The impact of Covid in spring 2020 was exacerbated by dance and performing arts schools shutting their doors.
“We went from doing incredibly well and expanding to taking nothing literally overnight,” Kath recalls.
However, Rock the Dragon’s online presence offered opportunities to bounce back, diversifying into leisurewear. Customers snapped up new hoodies carrying the Rock the Dragon name – the first time the company had put its brand on clothing.
For parents cheering on their children at competitions, the company has also introduced the Slogan range with messages such as “dance mum” in rhinestones.
“We are constantly looking for new markets, new ways, to be able to bring the business in,” Kath explains.
Lockdown also led to Amy and Kath developing a new dancewear brand, called DRGN, which was launched over a year ago for sale by retailers.
Currently using pre-made items and embellishing them, it features dance crop tops, leotards, T-shirts, sweatshirts and hoodies.
Led by Amy, the brand champions inclusivity and donates 10% of profits to Young Minds, the charity for children’s mental health.
“We see the mental health side of adolescence being massive among our customers,” Amy explains.
“Dance is a hard industry. There are a lot of body image issues. At a convention in March, we had teenage girls crying at our stand because we sold a size large that was actually a size large, not size 10. DRGN is a brand that people feel they can wear with confidence and be part of something.”

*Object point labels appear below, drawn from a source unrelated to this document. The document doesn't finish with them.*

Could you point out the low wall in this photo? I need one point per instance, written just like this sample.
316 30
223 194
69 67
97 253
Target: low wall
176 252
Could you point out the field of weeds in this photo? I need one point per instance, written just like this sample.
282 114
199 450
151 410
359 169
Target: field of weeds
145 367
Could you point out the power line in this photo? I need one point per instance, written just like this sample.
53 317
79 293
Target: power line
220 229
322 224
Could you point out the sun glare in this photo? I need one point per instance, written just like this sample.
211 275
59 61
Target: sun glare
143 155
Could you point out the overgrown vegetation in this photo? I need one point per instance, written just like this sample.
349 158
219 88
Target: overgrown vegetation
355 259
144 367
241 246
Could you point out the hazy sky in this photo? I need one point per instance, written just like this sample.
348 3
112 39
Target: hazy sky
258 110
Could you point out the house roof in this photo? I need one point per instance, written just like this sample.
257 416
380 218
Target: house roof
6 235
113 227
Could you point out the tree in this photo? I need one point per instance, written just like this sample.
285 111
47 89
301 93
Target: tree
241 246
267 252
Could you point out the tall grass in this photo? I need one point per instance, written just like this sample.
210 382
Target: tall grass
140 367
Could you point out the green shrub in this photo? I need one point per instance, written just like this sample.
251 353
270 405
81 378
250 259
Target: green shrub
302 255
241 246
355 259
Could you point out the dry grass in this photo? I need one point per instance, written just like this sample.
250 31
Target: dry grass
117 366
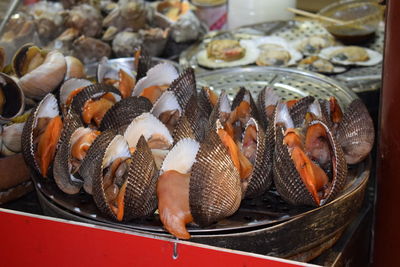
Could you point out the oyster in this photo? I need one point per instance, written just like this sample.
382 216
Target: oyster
317 64
154 40
314 44
173 187
351 55
244 52
355 133
93 101
41 134
310 169
39 73
129 16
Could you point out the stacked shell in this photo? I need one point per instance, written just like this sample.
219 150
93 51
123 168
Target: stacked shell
141 142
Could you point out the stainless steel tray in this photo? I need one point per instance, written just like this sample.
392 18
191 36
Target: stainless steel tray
265 211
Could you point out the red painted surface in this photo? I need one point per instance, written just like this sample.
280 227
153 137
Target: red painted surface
387 232
30 241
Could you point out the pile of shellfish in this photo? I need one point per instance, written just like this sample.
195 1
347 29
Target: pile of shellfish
90 30
151 142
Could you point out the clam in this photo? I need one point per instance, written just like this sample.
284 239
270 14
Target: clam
125 42
314 44
187 28
192 124
317 64
69 89
75 68
275 51
355 133
48 19
154 131
38 73
154 40
120 115
156 81
207 100
215 187
12 100
173 187
10 138
122 78
75 141
89 49
228 53
41 134
351 55
86 18
309 169
127 16
267 101
93 101
257 148
124 186
167 110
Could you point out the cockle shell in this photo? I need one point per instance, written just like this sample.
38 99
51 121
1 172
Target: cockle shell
215 188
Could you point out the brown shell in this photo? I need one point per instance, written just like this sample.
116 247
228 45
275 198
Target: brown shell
145 63
61 172
204 103
94 156
239 98
299 109
215 187
120 115
261 177
192 124
287 180
80 99
184 87
356 132
261 107
27 142
216 112
28 150
141 198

Despite the challenges of Covid, Rock the Dragon has continued to grow and has retained all its staff – it now has a team of 12. Last year, it moved into a second building, giving a total of 8,000 square feet, with two warehouses, a studio, production and a shop. The retail space caters to local customers, but it also serves a broader purpose.
“To sell the big dance brands such as Bloch and Capezio, you have to have a high-street premises,” Kath says. “They won’t just supply anybody. We can then also sell those brands online.”

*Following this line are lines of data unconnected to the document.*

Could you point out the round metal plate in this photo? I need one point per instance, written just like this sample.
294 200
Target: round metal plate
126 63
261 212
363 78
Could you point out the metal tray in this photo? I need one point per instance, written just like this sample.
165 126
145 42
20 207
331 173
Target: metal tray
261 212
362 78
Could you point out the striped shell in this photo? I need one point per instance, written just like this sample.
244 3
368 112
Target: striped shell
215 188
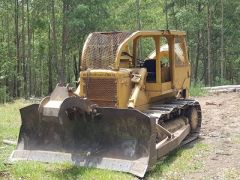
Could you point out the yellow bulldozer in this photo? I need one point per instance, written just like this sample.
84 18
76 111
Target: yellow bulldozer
127 111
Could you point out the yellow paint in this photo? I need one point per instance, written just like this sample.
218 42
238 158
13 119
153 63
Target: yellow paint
138 93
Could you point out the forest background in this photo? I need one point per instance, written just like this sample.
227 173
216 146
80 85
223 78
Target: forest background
41 40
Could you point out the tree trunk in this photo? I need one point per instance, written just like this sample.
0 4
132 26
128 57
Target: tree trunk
209 24
222 42
16 77
23 52
50 84
166 13
54 37
64 42
28 64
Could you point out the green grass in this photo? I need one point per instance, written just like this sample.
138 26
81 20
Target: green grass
181 162
232 173
178 164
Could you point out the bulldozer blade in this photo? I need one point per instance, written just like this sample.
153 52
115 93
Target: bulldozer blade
109 138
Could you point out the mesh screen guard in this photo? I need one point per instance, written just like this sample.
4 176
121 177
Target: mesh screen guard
101 48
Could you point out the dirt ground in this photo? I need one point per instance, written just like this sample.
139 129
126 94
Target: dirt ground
221 131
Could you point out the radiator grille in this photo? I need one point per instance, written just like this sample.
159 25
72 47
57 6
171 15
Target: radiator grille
101 48
101 91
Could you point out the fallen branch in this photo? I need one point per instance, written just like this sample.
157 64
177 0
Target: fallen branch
9 142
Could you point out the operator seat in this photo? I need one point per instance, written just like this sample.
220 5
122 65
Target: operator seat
150 65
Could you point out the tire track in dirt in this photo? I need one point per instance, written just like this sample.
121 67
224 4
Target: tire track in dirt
221 131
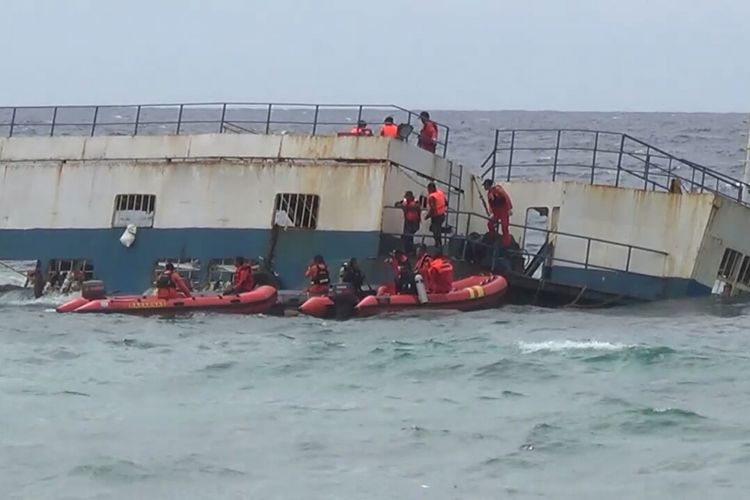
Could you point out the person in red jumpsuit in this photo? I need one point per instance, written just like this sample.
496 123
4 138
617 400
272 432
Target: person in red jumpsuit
243 277
170 285
500 209
428 135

The breadth of Rock the Dragon’s range is reflected in its suppliers, which include Tombo, Finden & Hales, Henbury, Gildan, Just Hoods by AWDis and TriDri sportswear.
The latter, according to Amy, “is the best at the moment for what they offer”.
The one-stop shop also includes footwear from ballet shoes to tap shoes.
However, the breadth of ages can be a challenge, Kath says.
“If it’s a school with a full age range, they want to be able to kit everybody out in the same thing so we need generally from age three to five up to 5XL if we can get it. The suppliers’ reps dread coming down as our first question will be: ‘Can you get it from age three?’.”
Another challenge is the pace of change in garment styles. “We are competing with what people in America are wearing on shows because the kids in the UK want to be dressed like that,” Amy explains.
“Especially with the rise of TikTok, trends keep changing so, so fast. You can invest in stock and within a month, they’re into something else.” The rise of online retailers has also brought pressure for next-day or even same-day delivery. “Some customers don’t understand we make individual clothing: we’re doing designs by hand, there’s a lot of attention to detail,” Kath points out.
The changes triggered by Covid have made running Rock the Dragon less predictable than in the past, especially as the supply chain remains unreliable, Kath reports. With so much heavy equipment, energy costs are also a concern. However, Kath and Amy believe the past few years have made the business ready for anything.
“We are now concentrating on rebuilding our core business,” Amy adds, “and making sure we’re strong and resilient.”